MHTech Center Seminar Series
The next MHTech Center Seminar is currently on hold. Please check back for the next seminar date.
2019-2020 Interdisciplinary Mental Health Technology Seed Grant Awards
We are very excited to announce that two UCSD investigators have been awarded seed grant funding from the MHTech Center and the University of California, San Diego Office of Research Affairs for the support of innovative interdisciplinary research projects! The awardees are Dr. Jyoti Mishra and Hari Garudadri. Please see the
Seed Funding page for descriptions of their projects.
Congratulations and we look forward to seeing the results of your exciting projects!
The MHTech Center sponsored the UCSD Electrical and Computer Engineering'sDesign Competition this year. Students focused on meeting the needs of patients struggling with Parkinson's disease by developing innovative ideas to make the daily needs of these patients more manageable. Some of the ideas that were explored, included: creating a "smart" pill container that sends daily reminders to patients on their mobile devices to take their pill, creating an application on a phone alerting patients when obstacles are near, have multiple sensors controlled via website to alert patients to environmental cues, and more. Our students showcased their designs on June 1st, 2019.
The EPRP was included in the 2018-2019 Electrical and Computer Engineering brochure. The brochure can be found on the EPRP Internship
Dr. Elizabeth Murnane, a Postdoctoral Scholar in Computer Science in Stanford University, presented a talk on Wednesday, May 1, 2019. Her talk focused on her work on building self-assessment tools, passive sensing techniques and personalized informatics and intervention systems for measuring pain, alertness, and behavior change. Dr.

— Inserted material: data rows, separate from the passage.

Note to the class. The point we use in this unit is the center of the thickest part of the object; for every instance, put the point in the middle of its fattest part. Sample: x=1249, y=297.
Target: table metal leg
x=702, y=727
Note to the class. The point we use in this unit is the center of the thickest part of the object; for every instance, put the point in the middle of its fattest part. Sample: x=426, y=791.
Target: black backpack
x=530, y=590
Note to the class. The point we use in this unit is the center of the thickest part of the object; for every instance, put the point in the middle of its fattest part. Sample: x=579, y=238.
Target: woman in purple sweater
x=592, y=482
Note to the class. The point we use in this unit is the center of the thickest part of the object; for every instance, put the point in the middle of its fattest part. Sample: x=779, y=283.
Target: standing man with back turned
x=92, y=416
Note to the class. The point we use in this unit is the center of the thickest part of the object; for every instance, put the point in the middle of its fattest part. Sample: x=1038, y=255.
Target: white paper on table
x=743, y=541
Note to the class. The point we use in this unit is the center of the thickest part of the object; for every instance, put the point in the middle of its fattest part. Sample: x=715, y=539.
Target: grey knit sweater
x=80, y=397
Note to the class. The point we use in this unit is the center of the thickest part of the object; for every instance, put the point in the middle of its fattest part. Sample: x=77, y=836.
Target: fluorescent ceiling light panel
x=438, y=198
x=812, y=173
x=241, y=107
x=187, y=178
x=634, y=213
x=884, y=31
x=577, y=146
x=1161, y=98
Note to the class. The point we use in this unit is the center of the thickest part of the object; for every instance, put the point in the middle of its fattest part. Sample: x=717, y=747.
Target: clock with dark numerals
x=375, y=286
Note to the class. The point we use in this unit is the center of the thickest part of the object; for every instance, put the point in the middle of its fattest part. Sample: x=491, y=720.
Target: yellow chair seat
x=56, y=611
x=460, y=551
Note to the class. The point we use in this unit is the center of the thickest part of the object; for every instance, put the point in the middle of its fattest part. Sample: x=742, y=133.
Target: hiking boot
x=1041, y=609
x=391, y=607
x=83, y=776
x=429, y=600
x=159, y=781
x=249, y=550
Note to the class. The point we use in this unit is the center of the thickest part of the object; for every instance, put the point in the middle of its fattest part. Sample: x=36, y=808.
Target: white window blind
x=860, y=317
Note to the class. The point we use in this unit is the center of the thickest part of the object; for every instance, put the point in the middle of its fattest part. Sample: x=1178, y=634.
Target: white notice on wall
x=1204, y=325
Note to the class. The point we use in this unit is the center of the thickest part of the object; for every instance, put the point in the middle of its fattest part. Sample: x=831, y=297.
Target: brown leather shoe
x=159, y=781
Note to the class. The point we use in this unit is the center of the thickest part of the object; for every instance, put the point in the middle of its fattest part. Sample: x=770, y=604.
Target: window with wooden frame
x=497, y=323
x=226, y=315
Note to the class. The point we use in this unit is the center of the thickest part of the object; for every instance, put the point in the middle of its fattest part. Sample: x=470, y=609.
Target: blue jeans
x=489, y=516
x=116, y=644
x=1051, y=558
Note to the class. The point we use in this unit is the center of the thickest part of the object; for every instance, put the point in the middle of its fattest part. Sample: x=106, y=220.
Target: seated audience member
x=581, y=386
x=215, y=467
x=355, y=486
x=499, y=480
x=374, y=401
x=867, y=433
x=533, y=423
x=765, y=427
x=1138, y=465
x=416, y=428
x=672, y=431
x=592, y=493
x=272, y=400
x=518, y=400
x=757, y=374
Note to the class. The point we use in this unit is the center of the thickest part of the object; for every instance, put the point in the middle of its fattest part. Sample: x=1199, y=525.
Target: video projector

Murnane is being recruited by the UCSD Design Lab in partnership with the Department of Psychiatry.
Edward Wang, a Ph.D. candidate in Electrical and Computer Engineering in the Ubiquitous Computing Lab at the University of Washington seeks to address real-world medical needs. On April 22, 2019, he presented a talk discussing how he has enabled smartphones to perform physiological measurements comparable to their medical device counterparts. Edward has taken the extra mile to test out these devices to actual users and patients in the villages of South America.
Dr. Chun-Nan Hsu, an associate adjunct professor from the Department of Biomedical Informatics from the University of California, San Diego, presented a talk titled "What Natural Language Processing (NLP) can do for Mental Health" on March 6, 2019 from 12-1 pm at the Stein Clinical Building, Conference room #148. The talk reviewed the state-of-the-art capabilities of NLP and discuss how it may help in research and applications for mental health.
Dr. Min-Sup Shin, a clinical psychologist and professor at the Department of Psychiatry from Seoul National University, and Visiting Scholar to the MHTech Center presented a talk titled "Mental Health Enhancement Programs Using the Internet & Smart-tablet" on February 4, 2019 at the Department of Psychiatry in UC San Diego. Dr. Shin is the first clinical psychologist to develop computerized neuropsychological tests including developing an internet based version of the CBT for those with OCD and ADHD in Korea.